BriLLM: Brain-inspired Large Language Model
Hai Zhao, Hongqiu Wu, Dongjie Yang, Anni Zou, Jiale Hong
Published: 2025/3/14
Abstract
We introduce BriLLM, a brain-inspired large language model that fundamentally redefines the foundations of machine learning through its implementation of Signal Fully-connected flowing (SiFu) learning. This work addresses the critical bottleneck hindering AI's progression toward Artificial General Intelligence (AGI)--the disconnect between language models and "world models"--as well as the fundamental limitations of Transformer-based architectures rooted in the conventional representation learning paradigm.
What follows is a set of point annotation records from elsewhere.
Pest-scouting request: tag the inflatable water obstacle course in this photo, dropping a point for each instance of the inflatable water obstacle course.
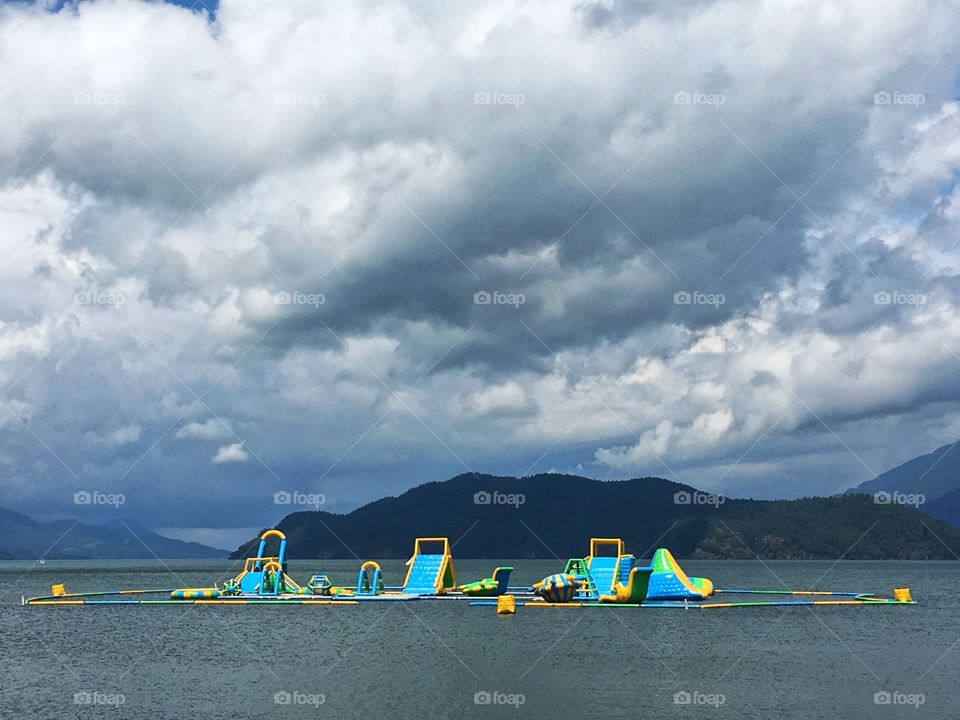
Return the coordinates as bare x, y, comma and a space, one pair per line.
607, 577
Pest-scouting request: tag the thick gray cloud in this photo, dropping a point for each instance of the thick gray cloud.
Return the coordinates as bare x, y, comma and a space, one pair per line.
254, 253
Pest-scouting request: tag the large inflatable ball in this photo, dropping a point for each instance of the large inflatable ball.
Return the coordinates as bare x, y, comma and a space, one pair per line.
557, 588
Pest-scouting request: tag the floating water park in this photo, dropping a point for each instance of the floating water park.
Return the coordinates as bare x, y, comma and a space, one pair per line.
608, 576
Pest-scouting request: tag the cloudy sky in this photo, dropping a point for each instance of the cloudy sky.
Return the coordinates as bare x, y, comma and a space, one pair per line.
347, 248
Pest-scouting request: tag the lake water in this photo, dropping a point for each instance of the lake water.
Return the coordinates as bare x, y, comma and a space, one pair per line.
432, 660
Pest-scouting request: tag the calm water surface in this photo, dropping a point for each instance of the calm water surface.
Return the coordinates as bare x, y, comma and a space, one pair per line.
431, 659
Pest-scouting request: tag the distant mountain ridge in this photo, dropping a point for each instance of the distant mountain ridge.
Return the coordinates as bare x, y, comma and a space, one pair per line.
935, 477
559, 513
23, 538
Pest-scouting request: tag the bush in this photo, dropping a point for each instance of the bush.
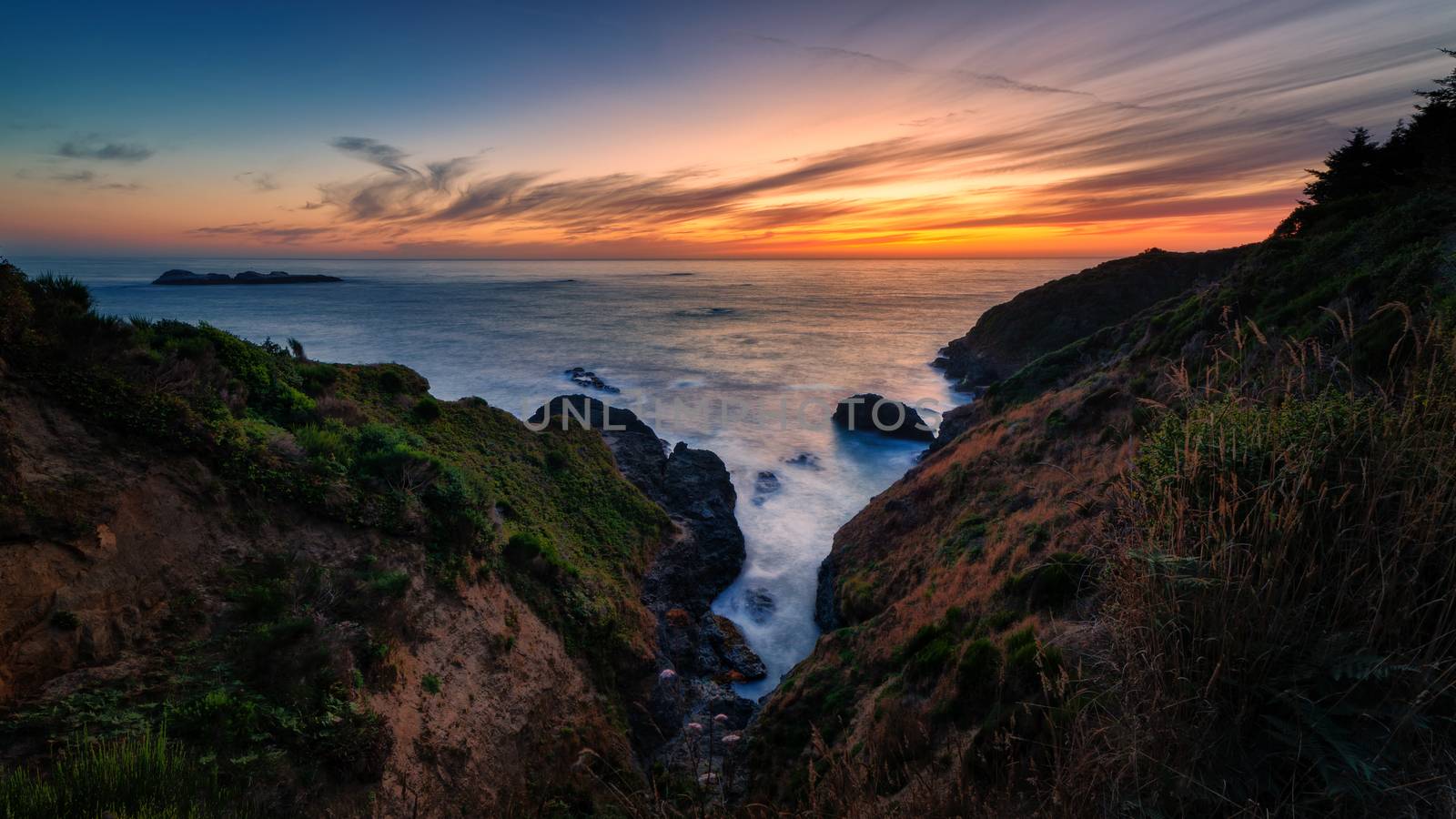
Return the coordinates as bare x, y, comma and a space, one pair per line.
322, 442
427, 410
977, 672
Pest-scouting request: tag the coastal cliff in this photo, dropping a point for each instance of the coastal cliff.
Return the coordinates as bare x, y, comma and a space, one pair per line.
1047, 318
349, 593
1154, 562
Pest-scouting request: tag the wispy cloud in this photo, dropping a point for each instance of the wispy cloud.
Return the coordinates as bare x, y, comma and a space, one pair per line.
259, 181
268, 232
89, 179
94, 146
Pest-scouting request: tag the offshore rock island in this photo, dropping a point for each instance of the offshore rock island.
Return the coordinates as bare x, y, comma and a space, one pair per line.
187, 278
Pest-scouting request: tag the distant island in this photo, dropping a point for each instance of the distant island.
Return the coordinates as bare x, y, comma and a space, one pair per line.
247, 278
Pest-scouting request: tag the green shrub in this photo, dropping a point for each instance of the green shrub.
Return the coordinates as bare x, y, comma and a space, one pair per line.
523, 548
979, 668
390, 583
322, 442
427, 410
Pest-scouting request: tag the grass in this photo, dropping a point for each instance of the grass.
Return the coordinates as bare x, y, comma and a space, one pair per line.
1283, 592
135, 777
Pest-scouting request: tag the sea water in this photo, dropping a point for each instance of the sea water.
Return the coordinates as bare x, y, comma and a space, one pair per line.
742, 358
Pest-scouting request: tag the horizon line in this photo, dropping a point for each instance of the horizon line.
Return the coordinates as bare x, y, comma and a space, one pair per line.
596, 258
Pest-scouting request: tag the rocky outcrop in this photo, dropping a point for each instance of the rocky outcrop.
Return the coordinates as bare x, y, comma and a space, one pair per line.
696, 491
1047, 318
581, 376
186, 278
871, 413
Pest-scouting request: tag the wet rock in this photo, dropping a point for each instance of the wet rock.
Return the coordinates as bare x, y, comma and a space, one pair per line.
805, 460
871, 413
826, 608
759, 603
582, 376
732, 651
764, 486
247, 278
691, 484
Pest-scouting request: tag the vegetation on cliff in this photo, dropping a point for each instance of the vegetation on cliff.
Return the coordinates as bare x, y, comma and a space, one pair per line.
1193, 562
269, 665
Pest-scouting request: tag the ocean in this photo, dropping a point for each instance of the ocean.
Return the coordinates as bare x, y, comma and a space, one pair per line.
743, 358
BriLLM incorporates two pivotal neurocognitive principles: (1) static semantic mapping, where tokens are mapped to specialized nodes analogous to cortical areas, and (2) dynamic signal propagation, which simulates electrophysiological information dynamics observed in brain activity. This architecture enables multiple transformative breakthroughs: natural multi-modal compatibility, full model interpretability at the node level, context-length independent scaling, and the first global-scale simulation of brain-like information processing for language tasks. Our initial 1-2B parameter models successfully replicate GPT-1-level generative capabilities while demonstrating stable perplexity reduction. Scalability analyses confirm the feasibility of 100-200B parameter variants capable of processing 40,000-token vocabularies. The paradigm is reinforced by both Occam's Razor--evidenced in the simplicity of direct semantic mapping--and natural evolution--given the brain's empirically validated AGI architecture. BriLLM establishes a novel, biologically grounded framework for AGI advancement that addresses fundamental limitations of current approaches.